This is what the post says: If you really want the short squeeze to succeed, you have to understand a few things: 1) This is not a one-day battle. Wasting all your bullets tomorrow will not necessarily help. In order for the short squeeze to happen, the increase in share price should happen AND remain at high level for at least a few days (a week or longer at a minimum). 2) In order for it to work, you need to focus on one stock only. The best idea is to focus on the stock of Top Glove, because the short position on Top Glove's stock is the closest to the regulated short selling maximum limit of 4% imposed by Bursa Malaysia.
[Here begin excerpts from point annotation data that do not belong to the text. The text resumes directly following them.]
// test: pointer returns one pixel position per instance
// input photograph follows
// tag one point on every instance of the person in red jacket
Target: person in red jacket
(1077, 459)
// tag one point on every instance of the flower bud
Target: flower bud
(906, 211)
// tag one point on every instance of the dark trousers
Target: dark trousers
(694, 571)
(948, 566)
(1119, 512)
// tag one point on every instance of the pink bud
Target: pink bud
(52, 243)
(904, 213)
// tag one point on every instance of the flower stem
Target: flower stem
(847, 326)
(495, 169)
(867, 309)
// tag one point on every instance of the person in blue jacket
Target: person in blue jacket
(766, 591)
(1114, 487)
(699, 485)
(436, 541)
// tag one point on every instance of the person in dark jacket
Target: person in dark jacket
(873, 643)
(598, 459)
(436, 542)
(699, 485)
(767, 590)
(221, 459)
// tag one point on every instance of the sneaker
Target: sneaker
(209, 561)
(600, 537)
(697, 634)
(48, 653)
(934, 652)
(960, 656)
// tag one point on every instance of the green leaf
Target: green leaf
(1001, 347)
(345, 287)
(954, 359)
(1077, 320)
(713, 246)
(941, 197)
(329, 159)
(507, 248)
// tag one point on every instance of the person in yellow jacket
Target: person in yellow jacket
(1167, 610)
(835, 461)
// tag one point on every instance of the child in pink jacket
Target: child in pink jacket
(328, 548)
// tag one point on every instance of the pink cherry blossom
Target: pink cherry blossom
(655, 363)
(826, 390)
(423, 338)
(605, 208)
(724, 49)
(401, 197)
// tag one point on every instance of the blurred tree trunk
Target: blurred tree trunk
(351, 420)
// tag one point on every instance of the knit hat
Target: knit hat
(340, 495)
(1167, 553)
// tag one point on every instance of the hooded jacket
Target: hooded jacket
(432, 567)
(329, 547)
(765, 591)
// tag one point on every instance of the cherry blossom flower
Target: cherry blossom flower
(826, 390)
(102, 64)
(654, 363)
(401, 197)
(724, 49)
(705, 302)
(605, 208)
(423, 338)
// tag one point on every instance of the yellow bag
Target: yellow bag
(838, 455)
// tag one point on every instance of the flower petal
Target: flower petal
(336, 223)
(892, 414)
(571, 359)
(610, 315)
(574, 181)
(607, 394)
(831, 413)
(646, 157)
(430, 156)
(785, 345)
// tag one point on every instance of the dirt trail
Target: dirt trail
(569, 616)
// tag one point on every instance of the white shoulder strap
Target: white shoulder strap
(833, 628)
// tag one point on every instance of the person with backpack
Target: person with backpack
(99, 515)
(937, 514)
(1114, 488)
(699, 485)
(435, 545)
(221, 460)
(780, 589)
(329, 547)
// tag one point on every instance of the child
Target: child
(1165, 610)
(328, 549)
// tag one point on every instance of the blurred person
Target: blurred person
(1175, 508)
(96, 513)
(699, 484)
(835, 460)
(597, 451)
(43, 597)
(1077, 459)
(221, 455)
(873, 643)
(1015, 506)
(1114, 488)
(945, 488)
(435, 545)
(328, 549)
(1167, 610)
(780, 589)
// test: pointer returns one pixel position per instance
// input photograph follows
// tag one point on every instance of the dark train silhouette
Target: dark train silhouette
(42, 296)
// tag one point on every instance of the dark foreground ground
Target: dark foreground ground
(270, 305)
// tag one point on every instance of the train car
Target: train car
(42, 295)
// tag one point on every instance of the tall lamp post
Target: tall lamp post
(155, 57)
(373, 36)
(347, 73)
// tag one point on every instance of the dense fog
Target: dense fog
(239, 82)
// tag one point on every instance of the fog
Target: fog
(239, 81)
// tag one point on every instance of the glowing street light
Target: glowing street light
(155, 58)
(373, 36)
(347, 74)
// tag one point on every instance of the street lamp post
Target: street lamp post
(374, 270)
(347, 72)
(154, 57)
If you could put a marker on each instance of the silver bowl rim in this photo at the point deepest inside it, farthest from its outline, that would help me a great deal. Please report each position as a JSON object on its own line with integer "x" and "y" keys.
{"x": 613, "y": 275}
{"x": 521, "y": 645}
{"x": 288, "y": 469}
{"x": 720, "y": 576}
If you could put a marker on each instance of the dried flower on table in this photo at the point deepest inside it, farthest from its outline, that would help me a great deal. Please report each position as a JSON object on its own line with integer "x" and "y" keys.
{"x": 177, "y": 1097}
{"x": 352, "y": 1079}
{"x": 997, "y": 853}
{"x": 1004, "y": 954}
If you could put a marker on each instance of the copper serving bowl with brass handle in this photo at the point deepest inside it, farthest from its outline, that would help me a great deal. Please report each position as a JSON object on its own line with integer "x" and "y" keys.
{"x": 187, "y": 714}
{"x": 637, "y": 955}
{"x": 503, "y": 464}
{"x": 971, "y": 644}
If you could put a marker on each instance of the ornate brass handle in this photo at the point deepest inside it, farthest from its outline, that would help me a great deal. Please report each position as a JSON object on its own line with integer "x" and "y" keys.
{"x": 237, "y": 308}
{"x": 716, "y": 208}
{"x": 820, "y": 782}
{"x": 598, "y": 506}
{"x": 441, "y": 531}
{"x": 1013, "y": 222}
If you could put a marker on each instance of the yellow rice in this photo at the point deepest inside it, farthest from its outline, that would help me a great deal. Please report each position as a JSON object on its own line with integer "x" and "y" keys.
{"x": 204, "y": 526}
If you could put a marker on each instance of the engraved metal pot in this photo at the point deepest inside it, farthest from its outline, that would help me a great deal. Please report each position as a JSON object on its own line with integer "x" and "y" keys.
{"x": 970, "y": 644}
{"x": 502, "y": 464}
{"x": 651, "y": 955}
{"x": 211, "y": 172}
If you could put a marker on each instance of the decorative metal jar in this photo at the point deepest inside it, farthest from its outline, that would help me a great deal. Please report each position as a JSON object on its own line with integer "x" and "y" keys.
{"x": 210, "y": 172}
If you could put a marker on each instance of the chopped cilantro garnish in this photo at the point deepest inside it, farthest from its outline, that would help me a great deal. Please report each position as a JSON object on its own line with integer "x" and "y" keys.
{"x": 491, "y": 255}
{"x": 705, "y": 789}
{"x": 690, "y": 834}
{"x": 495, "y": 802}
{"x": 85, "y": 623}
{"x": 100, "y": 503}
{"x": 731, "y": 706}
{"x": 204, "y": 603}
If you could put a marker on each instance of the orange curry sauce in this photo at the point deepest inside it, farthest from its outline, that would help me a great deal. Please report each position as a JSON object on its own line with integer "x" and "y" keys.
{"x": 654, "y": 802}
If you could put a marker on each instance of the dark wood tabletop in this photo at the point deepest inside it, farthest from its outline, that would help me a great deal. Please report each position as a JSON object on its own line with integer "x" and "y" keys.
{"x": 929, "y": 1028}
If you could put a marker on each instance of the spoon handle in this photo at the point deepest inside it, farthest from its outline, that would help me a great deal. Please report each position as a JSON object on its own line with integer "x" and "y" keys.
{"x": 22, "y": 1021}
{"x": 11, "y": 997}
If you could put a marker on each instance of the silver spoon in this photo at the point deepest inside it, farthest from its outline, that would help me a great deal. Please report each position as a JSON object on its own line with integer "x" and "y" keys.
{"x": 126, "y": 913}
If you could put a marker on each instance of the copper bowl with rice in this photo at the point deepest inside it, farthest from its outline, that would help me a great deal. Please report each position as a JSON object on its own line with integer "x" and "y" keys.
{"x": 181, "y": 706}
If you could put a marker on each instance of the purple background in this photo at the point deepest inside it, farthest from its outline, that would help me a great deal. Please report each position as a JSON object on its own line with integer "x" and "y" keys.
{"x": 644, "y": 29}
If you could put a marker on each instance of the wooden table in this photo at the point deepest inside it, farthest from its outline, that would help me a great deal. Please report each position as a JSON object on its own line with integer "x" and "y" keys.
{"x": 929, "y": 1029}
The current net short position is at 3% of Top Glove's stock, so the short seller has only about 80 million to 85 million more shares they can short sell (this is provided they can find a willing lender of the shares). 3) The short seller is already experiencing a big loss, because they shorted shares at a very low price. Their current losses are estimated at between RM150 million and RM200 million. Every 1 cent of increase in the share price of Top Glove costs them between RM2 million and RM3 million in extra losses. If the price of Top Glove increases by 1 ringgit tomorrow for example, the short seller will be at RM200 million to RM300 million of extra losses. This is unrealised loss, that is why you need to hold the shares for at least a week until the loss gets realised when the short seller will start buying back the previously shorted shares. I am not endorsing you to do this. I am just explaining how it could work, if you want it to work.
gloveharicut
Reminder to myself.
I will only sell when ASP come down but not stock price come down.